Aan de vleugel neemt de wereldberoemde toppianiste Lilya Zilberstein plaats. Tevens staat Arvo Pärts Fratres voor strijkorkest en slagwerker op het programma, naast de Nederlandse première van Penderecki’s Achtste symfonie (‘Lieder der Vergänglichkeit’), waaraan het Noord Nederlands Concertkoor (NNCK) en sopraan Olga Pasichnyk, mezzosopraan Agnieszka Rehlis en bariton Thomas Bauer hun vocale medewerking verlenen.
Concertprogramma
Arvo Pärt’s welluidende, dromerige klanken doorbraken in de jaren 1970 het publieksonvriendelijke imago van ‘nieuwe muziek’. Pärts werken zijn schitterende akoestische regenbogen die zich vanuit het heden uitstrekken tot de middeleeuwen en oude Russisch-orthodoxe kerkmuziek. Velen zullen zich nog zijn indrukwekkende aanwezigheid herinneren tijdens het door het NNO georganiseerde Arvo Pärt Festival in 2004.
Bij het horen van het Tweede pianoconcert van Frédéric Chopin schreef een Poolse krant ooit: “Chopin weet welke klanken we horen in onze velden en bossen. Hij heeft zich het lied van de Poolse landman eigen gemaakt en de melodieën van zijn geboortegrond verwerkt in zijn ambachtelijke composities en zijn elegante vertolkingen.” Schumann merkte daarentegen ooit eens op: “Chopins pianoconcerten zijn in rozen verpakte kanonnen”.
Tegenwoordig worden zijn concerten onder de Romantiek geschaard; ooit waren ze gedempte schreeuwen om aandacht voor het onderdrukte Poolse volk.

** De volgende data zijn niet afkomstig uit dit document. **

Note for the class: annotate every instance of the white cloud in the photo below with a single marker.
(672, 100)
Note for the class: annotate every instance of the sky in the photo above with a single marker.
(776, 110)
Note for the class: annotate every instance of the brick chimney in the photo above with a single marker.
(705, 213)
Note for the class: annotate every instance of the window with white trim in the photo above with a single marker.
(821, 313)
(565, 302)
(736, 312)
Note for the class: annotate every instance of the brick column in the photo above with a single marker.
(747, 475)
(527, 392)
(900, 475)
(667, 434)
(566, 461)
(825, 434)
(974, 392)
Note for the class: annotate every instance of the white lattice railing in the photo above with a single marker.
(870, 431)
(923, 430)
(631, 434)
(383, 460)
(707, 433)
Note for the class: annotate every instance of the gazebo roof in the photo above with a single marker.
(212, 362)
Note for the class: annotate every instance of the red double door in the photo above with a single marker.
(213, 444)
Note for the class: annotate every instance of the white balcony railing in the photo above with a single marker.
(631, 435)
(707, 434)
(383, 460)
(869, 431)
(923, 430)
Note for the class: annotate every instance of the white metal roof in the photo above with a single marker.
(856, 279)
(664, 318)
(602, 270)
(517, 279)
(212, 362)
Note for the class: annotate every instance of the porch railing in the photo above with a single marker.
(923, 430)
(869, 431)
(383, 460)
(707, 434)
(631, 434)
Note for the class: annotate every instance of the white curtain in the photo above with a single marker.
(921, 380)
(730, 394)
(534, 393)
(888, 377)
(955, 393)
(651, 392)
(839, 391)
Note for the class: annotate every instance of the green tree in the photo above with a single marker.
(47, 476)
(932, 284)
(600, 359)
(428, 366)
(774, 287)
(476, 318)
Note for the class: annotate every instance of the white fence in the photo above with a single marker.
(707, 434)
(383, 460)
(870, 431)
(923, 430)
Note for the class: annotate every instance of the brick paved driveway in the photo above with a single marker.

Chopins landgenoot Penderecki bewoog hemel en aarde om enige warmte te brengen in de Koude Oorlog: zijn muziek grijpt vaak terug op de Romantiek.
Met afwisselend zoete melodiek en schrikwekkende klankblokken weet Penderecki te sussen, te schokken en te verbazen. Voor zijn Achtste symfonie (‘Lieder der Vergänglichkeit’) maakte Krzysztof Penderecki gebruik van teksten van Johann Wolfgang von Goethe, Achim von Arnim, Joseph von Eichendorff, Karl Kraus, Rainer Maria Rilke, Herman Hesse en Hans Bethge.